A possible explanation for increasing returns for investors may be the increasing quality of loans. The box plot above shows that median CreditScores constantly increased over the past years. Moreover, the box plot on CreditScores reveals what major policy change at Prosper in 2009 shifted the trend for ActualReturns. The lower whiskers, which were substantially higher from 2009 onwards, indicate that the minimum required creditScore to receive a loan on Prosper increased. This led higher actual return because fewer loans defaulted, which we will see from the plots below.

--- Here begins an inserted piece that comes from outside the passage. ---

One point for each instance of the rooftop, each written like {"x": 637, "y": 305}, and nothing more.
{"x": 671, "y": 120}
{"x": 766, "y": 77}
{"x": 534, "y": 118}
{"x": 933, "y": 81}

Moreover, the monthly income of borrowers on Prosper did not change over the years, which confirms our findings from the correlation analysis above.
As I have expected above, the share of non-performing loans suddenly decreased in the second quarter of 2009, which can be explained by an increasing creditworthiness of borrowers on Prosper. This decrease in defaulting loans likely increased the improvement of returns for investors on Prosper. Moreover, from the line chart above I found that interest rates also increased from 2009-Q2 until 2011-Q1. This may also be an explanation for improving actual returns from 2009-Q2 onwards, as both variables correlate with each other.
So far we have seen that CreditScores correlate with LoanOriginalAmount and CreditScores of borrowers on Prosper have increased over the past years. Accordingly, we can observe an increase in the LoanOriginalAmount over the past years. Additionally, I was curious whether the DebtToIncomeRatio improved over the past years, since the credit ratings also improved. However, I found that the opposite is the case. The DebtToIncomeRatio increased over the past years, which suggests a weak relationship to CreditScores. But looking at the data this development actually is not as surprising as it seems. This is because we have seen that the borrower’s income has remained constant while loan amounts have increased, which must eventually lead to a worse DebtToIncomeRatio.
To summarize, we have seen that actual returns on Prosper improved most likely because of better credit ratings and fewer defaulting loans. However, we have not yet found reasons why credit ratings improved. So let’s rather look for reasons why loans default on Prosper.
First, the bar charts above indicate that 36 months loans have the highest proportion of non-performing loans. It is important to note that most loans on Prosper have a duration of 3 years, therefore it is not surprising that these loans also have the highest proportion of non-performing loans. Besides that it also makes sense that loans with longer duration are more likely to default since in 3 years time a lot can happen which worsens a borrower’s ability to pay back its debt.
Second, it is not surprising that EmploymentStatus has predictive power for loan performance. Borrowers who are in employment status “Self-employed” or “Retired” have the highest likelihood of defaulting.